Tunisie : la fin de l’Instance vérité et dignité, "un oui à l’impunité" ?

posted Modifié 👁 Veille


© France 24 @ Vidéo par Jonathan WALSH Texte par Olfa AYED Dernière modification : 05/05/2018

L’Instance vérité et dignité divise depuis sa création.

Certains évoquent des problèmes de gestion, d’autres l’envie de passer à autre chose et de ne pas ressasser le passé. Créée le 24 décembre 2013, l’IVD, prévue pour durer cinq ans, est née de l’effervescence du printemps arabe, le soulèvement populaire qui a mis fin au régime de Ben Ali fin 2010. Depuis le début de ses activités, l’Instance a reçu 63 000 dossiers de violations présumées des droits de l’Homme et entendu 49 000 personnes sur une période qui s’étale de juillet 1955 à décembre 2013 – des présidences de Bourguiba à Ben Ali, jusqu’aux premiers gouvernements mis en place après la révolution de 2011.

Contrairement à la commission, qui avait adopté sa reconduction jusqu’au 31 décembre 2018 conformément à ses statuts, les parlementaires, eux, ont décidé de ne pas reconduire l’Instance.

L’IVD, une entrave à la réconciliation nationale

Ses membres, parmi lesquels on compte d’anciens cadres ayant exercés des responsabilités au sein du Rassemblement constitutionnel démocratique , font partis de ceux qui ont voté contre la prolongation du mandat de l’IVD. Selon eux, le seul moyen de cimenter la réconciliation nationale est d’éviter les procès. Selon la présidente de l’IVD, Sihem Bensedrine, ceux qui défendent la réconciliation nationale sont les mêmes qui ont à perdre si les responsables sécuritaires et politiques étaient traduits en justice.

  • La gauche tunisienne, pourtant victime de la répression de l’ancien régime, n’est pas non plus à l’aise avec l’IVD, trop marquée par la présence du parti islamo-conservateur Ennahda.

Vers une paralysie de la justice transitionnelle ?

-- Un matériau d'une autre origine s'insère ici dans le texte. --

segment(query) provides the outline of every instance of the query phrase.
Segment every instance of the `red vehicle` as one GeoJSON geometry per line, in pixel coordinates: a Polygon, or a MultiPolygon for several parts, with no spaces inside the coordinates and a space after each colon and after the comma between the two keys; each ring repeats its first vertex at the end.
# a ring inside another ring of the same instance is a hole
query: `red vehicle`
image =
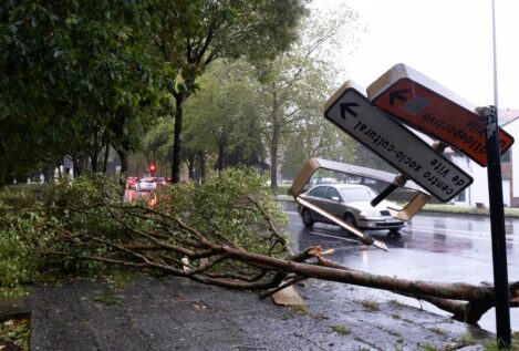
{"type": "Polygon", "coordinates": [[[126,179],[126,188],[127,189],[135,189],[135,187],[137,186],[137,182],[139,179],[141,179],[139,177],[128,177],[126,179]]]}
{"type": "Polygon", "coordinates": [[[163,187],[167,184],[166,179],[163,177],[155,177],[154,179],[155,179],[155,183],[157,183],[157,187],[163,187]]]}

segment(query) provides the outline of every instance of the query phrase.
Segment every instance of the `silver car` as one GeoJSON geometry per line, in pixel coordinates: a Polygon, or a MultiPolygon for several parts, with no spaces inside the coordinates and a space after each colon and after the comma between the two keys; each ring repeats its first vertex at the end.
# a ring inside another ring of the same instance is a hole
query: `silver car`
{"type": "MultiPolygon", "coordinates": [[[[326,184],[312,187],[301,197],[360,229],[390,229],[391,233],[397,233],[405,226],[405,221],[393,218],[390,207],[396,210],[399,207],[387,200],[371,206],[376,195],[375,190],[365,185],[326,184]]],[[[333,224],[304,206],[299,205],[298,209],[307,228],[316,221],[333,224]]]]}

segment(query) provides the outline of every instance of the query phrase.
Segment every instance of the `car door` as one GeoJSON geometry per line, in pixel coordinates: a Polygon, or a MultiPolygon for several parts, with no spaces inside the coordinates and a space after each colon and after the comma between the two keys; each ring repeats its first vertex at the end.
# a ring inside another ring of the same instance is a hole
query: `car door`
{"type": "Polygon", "coordinates": [[[342,218],[344,213],[343,203],[339,190],[332,186],[328,186],[326,197],[323,200],[322,209],[334,215],[338,218],[342,218]]]}
{"type": "MultiPolygon", "coordinates": [[[[316,186],[314,187],[313,189],[311,189],[305,196],[304,198],[318,206],[319,208],[323,208],[323,206],[325,205],[325,200],[326,200],[326,190],[328,190],[328,186],[316,186]]],[[[318,213],[314,213],[312,211],[312,217],[314,220],[316,221],[323,221],[323,220],[326,220],[326,218],[324,218],[323,216],[321,216],[320,214],[318,213]]]]}

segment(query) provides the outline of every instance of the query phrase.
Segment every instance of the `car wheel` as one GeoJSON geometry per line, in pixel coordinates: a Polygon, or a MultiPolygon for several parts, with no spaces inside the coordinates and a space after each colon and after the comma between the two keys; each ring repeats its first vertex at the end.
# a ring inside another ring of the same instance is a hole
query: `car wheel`
{"type": "Polygon", "coordinates": [[[312,219],[312,214],[310,213],[310,209],[303,208],[303,210],[301,211],[301,218],[303,220],[303,225],[307,228],[311,228],[313,226],[314,221],[312,219]]]}
{"type": "Polygon", "coordinates": [[[342,217],[342,220],[344,220],[345,223],[354,226],[356,228],[356,221],[355,221],[355,217],[353,217],[352,214],[344,214],[344,216],[342,217]]]}

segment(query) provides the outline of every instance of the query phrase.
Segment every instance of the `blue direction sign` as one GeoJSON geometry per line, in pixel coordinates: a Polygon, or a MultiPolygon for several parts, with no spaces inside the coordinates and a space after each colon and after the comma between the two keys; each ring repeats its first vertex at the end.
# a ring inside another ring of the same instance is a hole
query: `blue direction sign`
{"type": "Polygon", "coordinates": [[[461,168],[370,104],[351,81],[326,102],[324,117],[443,202],[473,183],[461,168]]]}

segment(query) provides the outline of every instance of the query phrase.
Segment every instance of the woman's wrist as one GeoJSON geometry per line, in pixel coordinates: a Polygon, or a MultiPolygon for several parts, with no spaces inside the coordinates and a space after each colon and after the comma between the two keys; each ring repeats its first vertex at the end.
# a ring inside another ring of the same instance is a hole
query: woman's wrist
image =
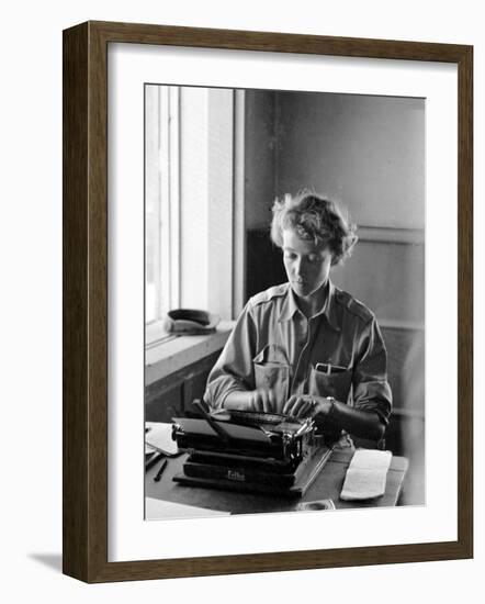
{"type": "Polygon", "coordinates": [[[334,396],[318,396],[317,414],[329,417],[334,411],[336,400],[334,396]]]}

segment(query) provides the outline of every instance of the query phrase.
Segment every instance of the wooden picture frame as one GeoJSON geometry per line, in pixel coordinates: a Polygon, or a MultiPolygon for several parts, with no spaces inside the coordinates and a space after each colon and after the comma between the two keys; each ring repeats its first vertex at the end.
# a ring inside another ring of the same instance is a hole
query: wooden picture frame
{"type": "Polygon", "coordinates": [[[473,48],[417,42],[87,22],[64,32],[64,572],[87,582],[473,556],[473,48]],[[108,561],[108,45],[332,55],[458,66],[458,539],[108,561]]]}

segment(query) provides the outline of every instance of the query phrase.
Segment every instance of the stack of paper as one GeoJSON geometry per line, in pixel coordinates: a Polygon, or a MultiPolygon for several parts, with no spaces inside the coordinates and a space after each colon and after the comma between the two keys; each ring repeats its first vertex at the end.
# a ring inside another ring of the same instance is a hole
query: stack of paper
{"type": "Polygon", "coordinates": [[[177,443],[172,439],[172,424],[145,422],[145,452],[159,451],[167,456],[177,455],[177,443]]]}
{"type": "Polygon", "coordinates": [[[391,451],[358,449],[347,470],[340,499],[354,501],[383,495],[392,458],[391,451]]]}

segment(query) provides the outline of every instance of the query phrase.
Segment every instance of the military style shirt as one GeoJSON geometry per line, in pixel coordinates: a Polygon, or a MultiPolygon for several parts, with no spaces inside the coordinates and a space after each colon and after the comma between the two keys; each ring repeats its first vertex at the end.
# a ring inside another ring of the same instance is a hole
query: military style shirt
{"type": "Polygon", "coordinates": [[[322,310],[307,318],[290,283],[252,297],[210,373],[204,399],[224,406],[229,392],[272,389],[281,413],[292,394],[334,396],[377,413],[386,425],[392,393],[374,314],[330,281],[322,310]]]}

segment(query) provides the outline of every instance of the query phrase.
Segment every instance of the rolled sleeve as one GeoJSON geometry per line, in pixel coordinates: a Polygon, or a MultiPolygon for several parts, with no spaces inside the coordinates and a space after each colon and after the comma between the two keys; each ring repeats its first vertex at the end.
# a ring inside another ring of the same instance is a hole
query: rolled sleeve
{"type": "Polygon", "coordinates": [[[248,303],[208,376],[204,400],[211,406],[224,406],[230,392],[255,389],[255,345],[256,326],[248,303]]]}
{"type": "Polygon", "coordinates": [[[353,406],[375,412],[384,425],[392,410],[392,391],[387,382],[387,353],[375,317],[365,325],[353,372],[353,406]]]}

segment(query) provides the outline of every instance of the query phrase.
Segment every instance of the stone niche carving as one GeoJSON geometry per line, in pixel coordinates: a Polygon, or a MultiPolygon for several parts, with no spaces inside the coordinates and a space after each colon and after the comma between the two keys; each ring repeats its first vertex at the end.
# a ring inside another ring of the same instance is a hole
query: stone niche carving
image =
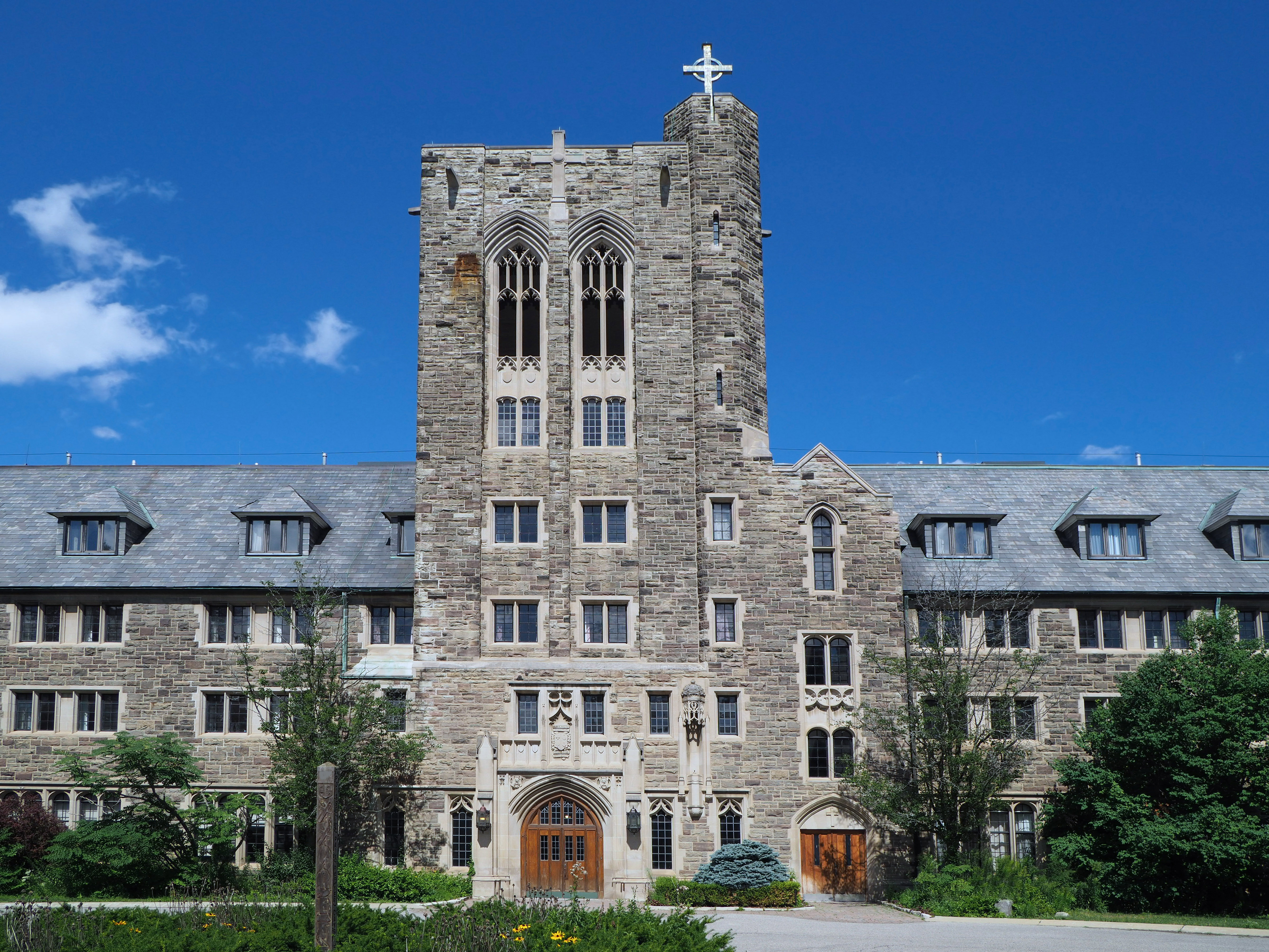
{"type": "Polygon", "coordinates": [[[683,726],[697,739],[706,726],[706,689],[695,682],[683,688],[683,726]]]}
{"type": "Polygon", "coordinates": [[[802,688],[807,711],[841,711],[855,706],[855,689],[849,687],[802,688]]]}
{"type": "Polygon", "coordinates": [[[572,692],[547,692],[547,725],[551,729],[551,757],[569,760],[572,757],[572,692]]]}

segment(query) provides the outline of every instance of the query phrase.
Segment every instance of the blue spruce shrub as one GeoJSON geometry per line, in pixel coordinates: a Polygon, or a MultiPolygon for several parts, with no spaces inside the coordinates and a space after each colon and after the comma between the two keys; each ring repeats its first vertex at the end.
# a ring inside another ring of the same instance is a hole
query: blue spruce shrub
{"type": "Polygon", "coordinates": [[[693,882],[712,882],[732,890],[751,890],[792,880],[774,849],[751,839],[714,850],[709,862],[697,869],[693,882]]]}

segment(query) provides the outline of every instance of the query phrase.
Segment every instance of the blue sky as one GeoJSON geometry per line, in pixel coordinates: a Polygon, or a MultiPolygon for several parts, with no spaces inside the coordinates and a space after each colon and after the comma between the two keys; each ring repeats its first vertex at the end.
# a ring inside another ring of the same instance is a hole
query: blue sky
{"type": "Polygon", "coordinates": [[[772,446],[1269,463],[1269,6],[9,4],[0,463],[410,458],[419,147],[760,117],[772,446]],[[29,454],[29,456],[28,456],[29,454]]]}

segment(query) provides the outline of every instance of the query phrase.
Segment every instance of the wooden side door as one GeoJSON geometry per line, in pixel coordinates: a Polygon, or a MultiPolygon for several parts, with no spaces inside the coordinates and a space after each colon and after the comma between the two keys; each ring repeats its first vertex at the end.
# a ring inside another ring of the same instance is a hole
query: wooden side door
{"type": "Polygon", "coordinates": [[[520,831],[520,882],[525,892],[600,897],[604,844],[595,817],[577,801],[549,797],[529,814],[520,831]]]}
{"type": "Polygon", "coordinates": [[[864,834],[802,830],[802,890],[834,896],[867,892],[864,834]]]}

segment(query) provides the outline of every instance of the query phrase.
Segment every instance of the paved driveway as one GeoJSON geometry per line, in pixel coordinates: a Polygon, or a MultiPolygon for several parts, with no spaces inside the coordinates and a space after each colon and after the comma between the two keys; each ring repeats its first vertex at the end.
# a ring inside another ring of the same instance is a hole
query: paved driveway
{"type": "Polygon", "coordinates": [[[1265,938],[1174,932],[1089,929],[1071,925],[841,922],[807,918],[813,910],[718,913],[717,930],[731,930],[737,952],[1269,952],[1265,938]]]}

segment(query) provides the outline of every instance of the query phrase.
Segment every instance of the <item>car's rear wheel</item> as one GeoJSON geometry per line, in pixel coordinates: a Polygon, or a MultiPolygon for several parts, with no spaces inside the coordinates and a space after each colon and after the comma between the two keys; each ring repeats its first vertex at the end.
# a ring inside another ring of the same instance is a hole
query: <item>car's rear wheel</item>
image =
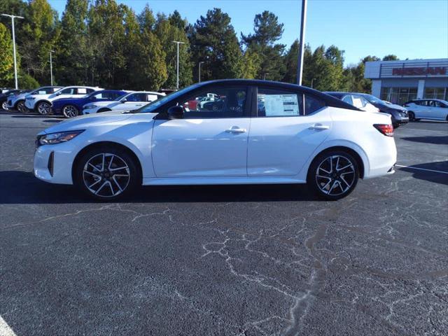
{"type": "Polygon", "coordinates": [[[141,181],[134,158],[120,148],[92,148],[80,158],[75,169],[76,186],[96,200],[120,198],[141,181]]]}
{"type": "Polygon", "coordinates": [[[16,104],[15,104],[17,111],[18,111],[19,112],[22,112],[22,113],[24,113],[25,112],[28,111],[28,108],[27,108],[27,106],[25,106],[25,102],[23,100],[20,100],[16,104]]]}
{"type": "Polygon", "coordinates": [[[65,118],[74,118],[79,115],[79,111],[76,106],[66,105],[62,108],[62,114],[65,118]]]}
{"type": "Polygon", "coordinates": [[[37,111],[42,115],[48,115],[51,111],[51,105],[47,102],[41,102],[37,104],[37,111]]]}
{"type": "Polygon", "coordinates": [[[319,197],[336,200],[350,194],[358,179],[359,167],[355,158],[346,152],[331,150],[313,160],[307,183],[319,197]]]}

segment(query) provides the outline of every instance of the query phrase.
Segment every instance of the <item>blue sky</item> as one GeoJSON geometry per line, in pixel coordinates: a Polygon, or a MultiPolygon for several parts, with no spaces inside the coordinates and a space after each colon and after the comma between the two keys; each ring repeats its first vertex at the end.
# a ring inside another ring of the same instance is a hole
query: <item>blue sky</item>
{"type": "MultiPolygon", "coordinates": [[[[62,15],[66,0],[49,0],[62,15]]],[[[270,10],[284,24],[281,43],[289,46],[299,34],[300,0],[119,0],[137,13],[146,4],[154,13],[177,9],[195,22],[219,7],[239,33],[253,31],[253,18],[270,10]]],[[[314,49],[334,44],[345,50],[345,64],[368,55],[400,59],[448,57],[448,0],[309,0],[305,40],[314,49]]]]}

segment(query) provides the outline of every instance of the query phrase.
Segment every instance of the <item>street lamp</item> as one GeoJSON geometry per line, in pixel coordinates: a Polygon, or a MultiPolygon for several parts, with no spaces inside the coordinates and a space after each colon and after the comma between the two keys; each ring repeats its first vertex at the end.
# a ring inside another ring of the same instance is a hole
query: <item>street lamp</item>
{"type": "Polygon", "coordinates": [[[305,26],[307,24],[307,1],[302,0],[302,21],[300,22],[300,44],[299,45],[299,59],[297,64],[297,83],[302,85],[303,75],[303,50],[305,44],[305,26]]]}
{"type": "Polygon", "coordinates": [[[50,78],[51,78],[51,86],[53,86],[53,62],[51,59],[51,54],[55,50],[50,50],[50,78]]]}
{"type": "Polygon", "coordinates": [[[14,19],[24,19],[24,18],[22,16],[16,16],[16,15],[10,15],[9,14],[1,14],[1,16],[7,16],[11,18],[11,22],[13,22],[13,53],[14,54],[14,78],[15,78],[15,90],[18,88],[18,82],[17,82],[17,61],[15,59],[15,32],[14,31],[14,19]]]}
{"type": "Polygon", "coordinates": [[[199,83],[201,83],[201,64],[204,63],[205,62],[203,61],[199,62],[199,83]]]}
{"type": "Polygon", "coordinates": [[[179,88],[179,44],[185,44],[185,42],[173,41],[173,43],[177,44],[177,82],[176,83],[176,88],[178,90],[179,88]]]}

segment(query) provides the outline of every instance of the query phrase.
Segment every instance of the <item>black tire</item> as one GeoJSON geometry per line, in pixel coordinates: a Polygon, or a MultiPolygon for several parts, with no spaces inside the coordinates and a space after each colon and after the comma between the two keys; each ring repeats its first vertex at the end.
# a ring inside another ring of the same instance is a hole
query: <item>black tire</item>
{"type": "Polygon", "coordinates": [[[135,162],[127,151],[120,148],[94,148],[83,154],[77,160],[74,172],[74,184],[91,198],[101,201],[115,201],[129,195],[141,184],[141,173],[137,164],[138,162],[135,162]],[[104,168],[106,169],[102,172],[99,169],[102,168],[100,166],[102,164],[103,155],[104,168]],[[99,163],[94,164],[95,162],[99,163]],[[127,167],[120,169],[120,167],[125,167],[123,163],[127,167]],[[111,167],[111,170],[108,167],[111,167]],[[91,172],[88,172],[90,171],[91,172]],[[129,175],[127,178],[124,176],[126,174],[129,175]],[[113,192],[114,195],[112,195],[113,192]]]}
{"type": "Polygon", "coordinates": [[[307,183],[319,198],[335,201],[349,195],[358,179],[359,167],[351,155],[342,150],[328,150],[314,158],[308,169],[307,183]]]}
{"type": "Polygon", "coordinates": [[[66,105],[62,108],[62,114],[66,118],[75,118],[79,115],[79,110],[74,105],[66,105]]]}
{"type": "Polygon", "coordinates": [[[19,100],[15,104],[15,109],[19,112],[22,112],[22,113],[28,112],[28,108],[27,108],[27,106],[25,106],[25,102],[24,100],[19,100]]]}
{"type": "Polygon", "coordinates": [[[415,121],[415,113],[412,111],[407,112],[407,115],[409,116],[409,121],[415,121]]]}
{"type": "Polygon", "coordinates": [[[51,112],[51,105],[48,102],[40,102],[36,106],[36,111],[41,115],[49,115],[51,112]]]}

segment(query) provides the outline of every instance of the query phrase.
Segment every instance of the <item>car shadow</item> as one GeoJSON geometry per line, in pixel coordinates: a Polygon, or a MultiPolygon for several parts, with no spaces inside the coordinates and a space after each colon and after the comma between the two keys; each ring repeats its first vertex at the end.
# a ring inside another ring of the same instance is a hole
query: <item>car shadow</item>
{"type": "Polygon", "coordinates": [[[414,178],[448,186],[448,160],[413,164],[409,167],[398,167],[397,168],[404,172],[412,173],[412,177],[414,178]],[[441,172],[419,169],[431,169],[441,172]]]}
{"type": "Polygon", "coordinates": [[[448,136],[407,136],[400,138],[403,140],[414,142],[424,142],[434,145],[448,145],[448,136]]]}
{"type": "MultiPolygon", "coordinates": [[[[73,186],[47,183],[31,172],[0,172],[0,204],[91,203],[73,186]]],[[[315,201],[304,185],[144,186],[119,202],[233,202],[315,201]]],[[[114,202],[115,203],[115,202],[114,202]]]]}

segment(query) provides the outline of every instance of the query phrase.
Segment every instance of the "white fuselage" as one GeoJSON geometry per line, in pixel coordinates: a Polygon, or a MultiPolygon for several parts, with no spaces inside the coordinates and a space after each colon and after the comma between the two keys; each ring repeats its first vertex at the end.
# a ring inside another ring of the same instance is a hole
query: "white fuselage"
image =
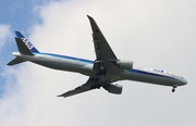
{"type": "MultiPolygon", "coordinates": [[[[46,67],[94,76],[94,61],[50,53],[25,55],[20,52],[13,52],[13,55],[46,67]]],[[[182,86],[187,83],[183,77],[170,72],[146,67],[133,67],[132,70],[121,68],[121,71],[118,72],[108,72],[105,78],[112,79],[113,81],[128,79],[163,86],[182,86]]]]}

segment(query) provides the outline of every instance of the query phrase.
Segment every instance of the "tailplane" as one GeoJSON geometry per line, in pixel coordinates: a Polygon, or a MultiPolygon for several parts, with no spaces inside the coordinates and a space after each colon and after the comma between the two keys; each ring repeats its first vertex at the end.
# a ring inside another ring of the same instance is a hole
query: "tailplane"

Certains membres de Nidaa Tounès tel que Mourad Delsh affirme qu’il ne s’agit pas d’une remise en cause du principe de justice transitionnelle mais d’un problème de fonctionnement propre à l’IVD, un échec de l’Instance au niveau de la gestion des dossiers qui ne pouvait permettre sa pérennisation. La raison principale pour laquelle on veut casser cette organisation et l’empêcher de travailler est de bloquer le transfert des dossiers à la justice voire de paralyser la justice transitionnelle affirme-t-elle.

  • Il est précisé que tous les dossiers seront transmis à un nouvel organisme qui verra le jour après les élections municipales de dimanche.